"Sonra Raven House geldi," diye devam etti Sirius, "o zamanlar ikinci sınıfta olan ağabeyim Cyril de oradaydı. Raven House bu yıla göre daha az etkiliydi, çünkü Akademi'nin en önemli figürü her zaman Connor'dı."
Sonra eğlenceli bir şekilde ekledi: "Aslında, Cyril'in en çok nefret ettiği kişinin Connor olduğunu biliyor muydun?"
"Ha?"
"Evet," Sirius onaylayarak başını salladı. "Cyril, Connor'ı dünyadaki her şeyden daha çok nefret ediyordu. Ben onun kardeşi olarak, onca yıl boyunca nasıl hissettiğini çok iyi biliyordum."
Sakin ve soğukkanlı görünen Cyril'in Connor'a karşı bu kadar yoğun bir nefret beslemesi, anlaşılması zor bir durumdu. Connor, Victor'a bile açıkça nefretini göstermeyen bir piç olarak tasvir edilirdi.

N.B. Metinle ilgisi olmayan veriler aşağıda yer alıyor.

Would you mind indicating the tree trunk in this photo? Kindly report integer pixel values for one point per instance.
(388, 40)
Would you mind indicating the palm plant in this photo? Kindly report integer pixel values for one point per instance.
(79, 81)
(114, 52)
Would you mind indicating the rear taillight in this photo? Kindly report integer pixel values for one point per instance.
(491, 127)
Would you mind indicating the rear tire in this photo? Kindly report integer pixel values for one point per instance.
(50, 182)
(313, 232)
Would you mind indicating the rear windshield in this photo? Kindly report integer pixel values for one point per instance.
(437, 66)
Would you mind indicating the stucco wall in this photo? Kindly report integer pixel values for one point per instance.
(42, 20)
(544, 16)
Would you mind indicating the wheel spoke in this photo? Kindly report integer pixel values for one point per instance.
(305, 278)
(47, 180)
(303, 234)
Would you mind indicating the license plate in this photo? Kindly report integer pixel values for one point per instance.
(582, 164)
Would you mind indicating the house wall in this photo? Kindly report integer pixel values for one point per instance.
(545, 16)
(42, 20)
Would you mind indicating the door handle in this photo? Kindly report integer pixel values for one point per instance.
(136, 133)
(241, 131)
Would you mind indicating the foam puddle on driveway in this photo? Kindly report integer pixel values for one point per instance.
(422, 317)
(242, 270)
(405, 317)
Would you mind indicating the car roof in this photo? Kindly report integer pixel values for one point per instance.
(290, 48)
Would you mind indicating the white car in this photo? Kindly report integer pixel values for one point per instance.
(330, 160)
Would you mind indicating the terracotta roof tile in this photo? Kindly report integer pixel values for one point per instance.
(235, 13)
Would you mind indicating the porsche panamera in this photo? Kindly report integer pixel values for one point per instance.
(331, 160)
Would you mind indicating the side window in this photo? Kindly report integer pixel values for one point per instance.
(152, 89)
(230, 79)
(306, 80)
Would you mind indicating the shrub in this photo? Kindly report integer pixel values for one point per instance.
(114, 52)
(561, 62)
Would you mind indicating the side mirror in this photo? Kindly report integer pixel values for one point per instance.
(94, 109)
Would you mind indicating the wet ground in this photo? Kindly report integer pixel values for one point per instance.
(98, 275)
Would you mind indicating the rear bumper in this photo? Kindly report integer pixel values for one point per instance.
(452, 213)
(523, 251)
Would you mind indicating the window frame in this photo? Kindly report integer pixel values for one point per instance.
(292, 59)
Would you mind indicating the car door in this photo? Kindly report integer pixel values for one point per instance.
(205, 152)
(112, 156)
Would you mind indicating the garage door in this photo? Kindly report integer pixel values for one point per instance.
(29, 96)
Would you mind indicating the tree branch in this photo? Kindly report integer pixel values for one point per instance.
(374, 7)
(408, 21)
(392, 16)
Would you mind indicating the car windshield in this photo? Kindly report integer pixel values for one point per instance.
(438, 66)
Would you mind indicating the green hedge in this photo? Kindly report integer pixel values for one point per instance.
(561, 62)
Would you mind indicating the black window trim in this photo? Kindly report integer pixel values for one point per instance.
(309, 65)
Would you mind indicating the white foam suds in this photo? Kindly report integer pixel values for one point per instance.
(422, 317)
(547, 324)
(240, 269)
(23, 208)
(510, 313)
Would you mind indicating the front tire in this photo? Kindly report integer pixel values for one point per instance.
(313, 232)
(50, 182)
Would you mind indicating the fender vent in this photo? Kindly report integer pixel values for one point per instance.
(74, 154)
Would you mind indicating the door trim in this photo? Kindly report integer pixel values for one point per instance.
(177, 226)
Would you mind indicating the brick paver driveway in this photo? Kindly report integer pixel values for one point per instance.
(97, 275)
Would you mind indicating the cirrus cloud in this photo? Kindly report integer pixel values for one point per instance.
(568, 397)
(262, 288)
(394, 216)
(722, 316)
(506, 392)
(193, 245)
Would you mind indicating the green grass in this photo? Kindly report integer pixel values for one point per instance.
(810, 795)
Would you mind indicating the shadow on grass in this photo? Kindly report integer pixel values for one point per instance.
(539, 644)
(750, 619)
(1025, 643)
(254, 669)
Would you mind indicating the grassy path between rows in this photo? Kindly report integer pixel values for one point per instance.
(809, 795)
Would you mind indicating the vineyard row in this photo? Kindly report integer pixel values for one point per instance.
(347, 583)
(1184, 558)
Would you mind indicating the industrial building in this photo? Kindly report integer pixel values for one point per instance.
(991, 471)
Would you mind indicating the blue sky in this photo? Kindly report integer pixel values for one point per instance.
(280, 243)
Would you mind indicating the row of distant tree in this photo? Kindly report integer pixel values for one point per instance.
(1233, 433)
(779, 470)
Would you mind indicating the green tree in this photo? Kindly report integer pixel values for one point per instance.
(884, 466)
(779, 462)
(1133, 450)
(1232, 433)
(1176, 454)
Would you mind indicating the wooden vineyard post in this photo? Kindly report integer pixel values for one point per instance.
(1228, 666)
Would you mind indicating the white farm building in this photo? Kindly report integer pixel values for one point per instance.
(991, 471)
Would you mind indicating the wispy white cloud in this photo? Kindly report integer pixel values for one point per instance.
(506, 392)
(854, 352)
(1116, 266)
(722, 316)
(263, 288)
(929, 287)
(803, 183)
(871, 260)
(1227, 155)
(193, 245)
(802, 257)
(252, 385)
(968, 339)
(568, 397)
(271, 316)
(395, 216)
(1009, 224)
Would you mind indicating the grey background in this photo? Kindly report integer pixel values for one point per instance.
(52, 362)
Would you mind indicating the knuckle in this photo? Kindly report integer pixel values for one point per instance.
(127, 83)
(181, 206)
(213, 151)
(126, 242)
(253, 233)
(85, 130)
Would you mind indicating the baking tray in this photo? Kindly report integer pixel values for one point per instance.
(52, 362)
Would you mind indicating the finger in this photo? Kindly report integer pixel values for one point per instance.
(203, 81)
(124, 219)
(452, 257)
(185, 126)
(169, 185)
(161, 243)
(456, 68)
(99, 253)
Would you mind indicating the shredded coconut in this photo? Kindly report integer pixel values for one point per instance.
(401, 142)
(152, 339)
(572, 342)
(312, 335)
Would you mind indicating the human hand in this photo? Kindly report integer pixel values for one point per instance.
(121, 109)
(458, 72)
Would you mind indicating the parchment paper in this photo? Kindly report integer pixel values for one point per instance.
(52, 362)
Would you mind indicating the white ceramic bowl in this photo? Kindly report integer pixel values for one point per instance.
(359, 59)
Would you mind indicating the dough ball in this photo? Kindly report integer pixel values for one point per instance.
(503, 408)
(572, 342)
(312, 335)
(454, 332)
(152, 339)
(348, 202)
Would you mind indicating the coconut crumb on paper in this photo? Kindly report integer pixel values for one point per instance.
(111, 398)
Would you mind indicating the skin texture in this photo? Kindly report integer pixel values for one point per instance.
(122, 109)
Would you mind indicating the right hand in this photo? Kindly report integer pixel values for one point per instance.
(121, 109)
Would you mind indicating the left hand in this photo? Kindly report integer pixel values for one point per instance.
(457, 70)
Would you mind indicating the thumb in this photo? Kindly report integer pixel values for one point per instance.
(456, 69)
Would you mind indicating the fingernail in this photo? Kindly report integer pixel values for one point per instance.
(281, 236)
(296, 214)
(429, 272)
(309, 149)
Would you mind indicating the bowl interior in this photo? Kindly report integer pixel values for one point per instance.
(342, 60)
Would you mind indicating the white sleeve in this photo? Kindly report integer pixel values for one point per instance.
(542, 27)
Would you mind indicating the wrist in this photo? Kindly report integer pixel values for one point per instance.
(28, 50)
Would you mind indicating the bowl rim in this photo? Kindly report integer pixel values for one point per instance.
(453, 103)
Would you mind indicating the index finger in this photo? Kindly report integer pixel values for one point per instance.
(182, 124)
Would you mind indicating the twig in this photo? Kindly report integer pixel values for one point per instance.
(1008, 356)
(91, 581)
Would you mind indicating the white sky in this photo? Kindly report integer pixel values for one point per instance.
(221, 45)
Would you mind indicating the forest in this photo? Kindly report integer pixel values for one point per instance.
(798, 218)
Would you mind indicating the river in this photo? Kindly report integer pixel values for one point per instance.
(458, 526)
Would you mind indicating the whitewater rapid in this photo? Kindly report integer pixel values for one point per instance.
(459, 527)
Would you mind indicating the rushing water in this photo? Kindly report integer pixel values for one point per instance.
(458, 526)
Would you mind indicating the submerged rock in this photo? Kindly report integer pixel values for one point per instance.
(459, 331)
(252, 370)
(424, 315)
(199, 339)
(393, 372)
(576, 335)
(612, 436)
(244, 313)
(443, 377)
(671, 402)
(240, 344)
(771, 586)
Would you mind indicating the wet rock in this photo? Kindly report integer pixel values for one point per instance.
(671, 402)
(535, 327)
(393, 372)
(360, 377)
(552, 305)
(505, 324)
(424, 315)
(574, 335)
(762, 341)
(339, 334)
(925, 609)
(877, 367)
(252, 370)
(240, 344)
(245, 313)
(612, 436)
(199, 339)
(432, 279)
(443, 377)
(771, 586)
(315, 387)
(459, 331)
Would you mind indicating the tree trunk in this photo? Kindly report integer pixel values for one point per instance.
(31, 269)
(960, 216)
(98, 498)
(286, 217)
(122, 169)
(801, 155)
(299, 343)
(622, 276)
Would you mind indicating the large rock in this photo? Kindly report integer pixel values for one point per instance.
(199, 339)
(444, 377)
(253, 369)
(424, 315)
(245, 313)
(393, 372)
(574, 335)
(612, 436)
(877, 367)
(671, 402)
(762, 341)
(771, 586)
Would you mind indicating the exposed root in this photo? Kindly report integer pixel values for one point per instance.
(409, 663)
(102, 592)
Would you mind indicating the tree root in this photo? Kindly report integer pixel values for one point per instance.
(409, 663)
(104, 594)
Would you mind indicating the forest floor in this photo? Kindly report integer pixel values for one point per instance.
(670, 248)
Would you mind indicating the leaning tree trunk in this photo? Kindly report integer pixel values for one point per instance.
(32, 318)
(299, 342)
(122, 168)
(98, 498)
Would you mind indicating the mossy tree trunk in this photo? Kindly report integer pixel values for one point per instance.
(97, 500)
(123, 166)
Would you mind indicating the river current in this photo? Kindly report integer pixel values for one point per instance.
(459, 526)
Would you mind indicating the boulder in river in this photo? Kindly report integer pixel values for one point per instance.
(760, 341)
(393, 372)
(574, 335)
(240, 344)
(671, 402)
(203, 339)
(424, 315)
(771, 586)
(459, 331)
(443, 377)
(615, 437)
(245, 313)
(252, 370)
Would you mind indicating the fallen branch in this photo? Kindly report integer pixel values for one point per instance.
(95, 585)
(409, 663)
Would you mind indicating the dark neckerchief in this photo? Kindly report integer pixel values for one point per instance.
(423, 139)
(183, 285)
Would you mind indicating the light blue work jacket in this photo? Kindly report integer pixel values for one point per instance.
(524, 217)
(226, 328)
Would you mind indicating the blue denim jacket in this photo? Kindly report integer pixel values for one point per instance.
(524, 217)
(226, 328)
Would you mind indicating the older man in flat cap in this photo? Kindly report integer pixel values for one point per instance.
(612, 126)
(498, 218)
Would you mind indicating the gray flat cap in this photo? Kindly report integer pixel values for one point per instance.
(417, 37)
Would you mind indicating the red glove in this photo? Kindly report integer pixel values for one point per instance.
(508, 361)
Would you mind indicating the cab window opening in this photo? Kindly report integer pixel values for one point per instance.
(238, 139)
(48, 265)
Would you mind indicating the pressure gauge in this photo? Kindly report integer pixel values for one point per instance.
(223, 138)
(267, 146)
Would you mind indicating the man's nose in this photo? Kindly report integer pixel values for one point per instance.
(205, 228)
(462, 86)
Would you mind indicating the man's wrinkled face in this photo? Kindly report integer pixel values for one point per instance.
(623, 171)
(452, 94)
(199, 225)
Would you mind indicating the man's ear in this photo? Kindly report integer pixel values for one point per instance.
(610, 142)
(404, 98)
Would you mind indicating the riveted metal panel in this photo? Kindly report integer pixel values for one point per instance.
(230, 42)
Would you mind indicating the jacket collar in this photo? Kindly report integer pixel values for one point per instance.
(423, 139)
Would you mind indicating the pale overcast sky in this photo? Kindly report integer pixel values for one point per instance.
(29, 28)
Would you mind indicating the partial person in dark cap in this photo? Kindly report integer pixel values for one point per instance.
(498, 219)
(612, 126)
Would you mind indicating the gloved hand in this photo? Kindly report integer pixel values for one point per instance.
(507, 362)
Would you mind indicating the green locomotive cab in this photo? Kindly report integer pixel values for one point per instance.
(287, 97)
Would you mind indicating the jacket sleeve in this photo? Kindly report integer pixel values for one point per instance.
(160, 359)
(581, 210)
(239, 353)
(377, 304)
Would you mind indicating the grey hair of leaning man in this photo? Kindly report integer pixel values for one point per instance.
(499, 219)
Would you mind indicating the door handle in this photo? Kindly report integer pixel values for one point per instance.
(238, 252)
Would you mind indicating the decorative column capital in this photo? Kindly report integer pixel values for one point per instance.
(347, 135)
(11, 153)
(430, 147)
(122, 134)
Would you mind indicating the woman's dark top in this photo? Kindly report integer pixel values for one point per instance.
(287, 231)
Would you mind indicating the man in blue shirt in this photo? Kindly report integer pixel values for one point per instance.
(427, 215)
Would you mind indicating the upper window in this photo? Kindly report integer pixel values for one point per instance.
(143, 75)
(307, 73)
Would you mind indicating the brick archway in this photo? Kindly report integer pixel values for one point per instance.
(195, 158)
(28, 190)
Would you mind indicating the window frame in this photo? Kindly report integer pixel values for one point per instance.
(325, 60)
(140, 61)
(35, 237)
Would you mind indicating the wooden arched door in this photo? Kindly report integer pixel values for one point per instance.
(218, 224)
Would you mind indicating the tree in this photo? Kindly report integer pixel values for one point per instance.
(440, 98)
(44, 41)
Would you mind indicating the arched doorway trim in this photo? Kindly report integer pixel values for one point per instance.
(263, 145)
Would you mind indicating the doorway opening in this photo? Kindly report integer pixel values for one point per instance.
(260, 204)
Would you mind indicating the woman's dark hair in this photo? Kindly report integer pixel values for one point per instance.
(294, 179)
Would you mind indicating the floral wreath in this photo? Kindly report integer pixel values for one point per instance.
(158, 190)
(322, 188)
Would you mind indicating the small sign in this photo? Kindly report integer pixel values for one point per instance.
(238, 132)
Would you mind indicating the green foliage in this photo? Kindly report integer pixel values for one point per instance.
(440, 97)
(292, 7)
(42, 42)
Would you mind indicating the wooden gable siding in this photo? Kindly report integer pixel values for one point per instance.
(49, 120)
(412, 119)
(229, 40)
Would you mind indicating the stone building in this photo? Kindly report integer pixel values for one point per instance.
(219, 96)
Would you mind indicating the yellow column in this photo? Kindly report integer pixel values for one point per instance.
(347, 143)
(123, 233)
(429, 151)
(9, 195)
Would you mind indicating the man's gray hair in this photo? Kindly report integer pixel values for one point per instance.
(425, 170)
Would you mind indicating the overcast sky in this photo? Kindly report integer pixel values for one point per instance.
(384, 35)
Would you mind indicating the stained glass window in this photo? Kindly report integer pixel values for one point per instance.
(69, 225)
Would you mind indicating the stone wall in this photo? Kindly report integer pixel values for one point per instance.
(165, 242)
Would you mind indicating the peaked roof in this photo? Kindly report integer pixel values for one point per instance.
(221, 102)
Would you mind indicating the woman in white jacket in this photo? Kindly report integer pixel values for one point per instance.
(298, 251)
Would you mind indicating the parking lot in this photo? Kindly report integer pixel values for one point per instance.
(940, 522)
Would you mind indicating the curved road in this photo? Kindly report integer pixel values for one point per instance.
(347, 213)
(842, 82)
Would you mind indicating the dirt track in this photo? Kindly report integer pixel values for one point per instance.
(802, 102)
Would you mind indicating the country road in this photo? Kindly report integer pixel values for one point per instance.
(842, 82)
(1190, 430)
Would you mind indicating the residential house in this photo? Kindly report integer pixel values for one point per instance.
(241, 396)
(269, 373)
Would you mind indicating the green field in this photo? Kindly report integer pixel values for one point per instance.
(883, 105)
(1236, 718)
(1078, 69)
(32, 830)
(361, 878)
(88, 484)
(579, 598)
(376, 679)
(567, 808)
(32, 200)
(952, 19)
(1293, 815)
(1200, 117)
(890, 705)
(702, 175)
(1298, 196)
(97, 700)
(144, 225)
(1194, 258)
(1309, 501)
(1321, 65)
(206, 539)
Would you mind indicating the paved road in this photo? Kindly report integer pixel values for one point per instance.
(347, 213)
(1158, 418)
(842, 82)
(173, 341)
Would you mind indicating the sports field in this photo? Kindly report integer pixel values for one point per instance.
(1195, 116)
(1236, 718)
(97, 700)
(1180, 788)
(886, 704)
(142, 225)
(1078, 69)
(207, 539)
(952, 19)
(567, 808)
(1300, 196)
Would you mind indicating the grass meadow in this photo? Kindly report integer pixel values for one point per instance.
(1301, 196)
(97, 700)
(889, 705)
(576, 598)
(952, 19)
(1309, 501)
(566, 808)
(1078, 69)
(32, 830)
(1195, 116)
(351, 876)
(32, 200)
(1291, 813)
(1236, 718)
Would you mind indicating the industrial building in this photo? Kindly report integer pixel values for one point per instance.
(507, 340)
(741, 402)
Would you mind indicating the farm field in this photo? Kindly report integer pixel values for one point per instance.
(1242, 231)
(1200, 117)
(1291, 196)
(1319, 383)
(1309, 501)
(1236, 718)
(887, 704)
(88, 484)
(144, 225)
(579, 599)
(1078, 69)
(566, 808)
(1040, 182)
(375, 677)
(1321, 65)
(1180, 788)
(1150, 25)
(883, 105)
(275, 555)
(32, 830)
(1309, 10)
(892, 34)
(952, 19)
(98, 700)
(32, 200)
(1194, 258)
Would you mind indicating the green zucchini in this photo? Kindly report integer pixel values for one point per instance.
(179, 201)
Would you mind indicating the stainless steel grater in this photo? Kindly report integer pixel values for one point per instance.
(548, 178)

"Neden ondan bu kadar nefret ediyordu?" Merakımı Sephira ile paylaşarak sormadan edemedim.
Sirius'un yüzü hafifçe seğirdi. "Aslında bilmiyorum. Bana hiç bahsetmedi. Ve dürüst olmak gerekirse, ona sormaya çekiniyorum. Bazı şeyler vardır ki, insan merak etse de sormaz, anlarsın ya?"
İşler gittikçe gizemli hale geliyordu. İkinci Oyun hakkında zaten bulanık olan bilgim gittikçe daha da işe yaramaz hale geliyordu.
"Neyse, en etkili üçüncü Hanedan'a geçelim..." "Teraquin, değil mi?" dedim, belli bir tonla.
Ama Sirius, muzip bir gülümsemeyle sözümü kesti. "Hayır, Teraquin değildi."
Şaşkınlıkla gözlerimi genişlettim. "Ne? Ama Alvara ve Kendel orada olmalıydı, değil mi?" O ikisi sadece varlıklarıyla bile yeterince nüfuzluydu.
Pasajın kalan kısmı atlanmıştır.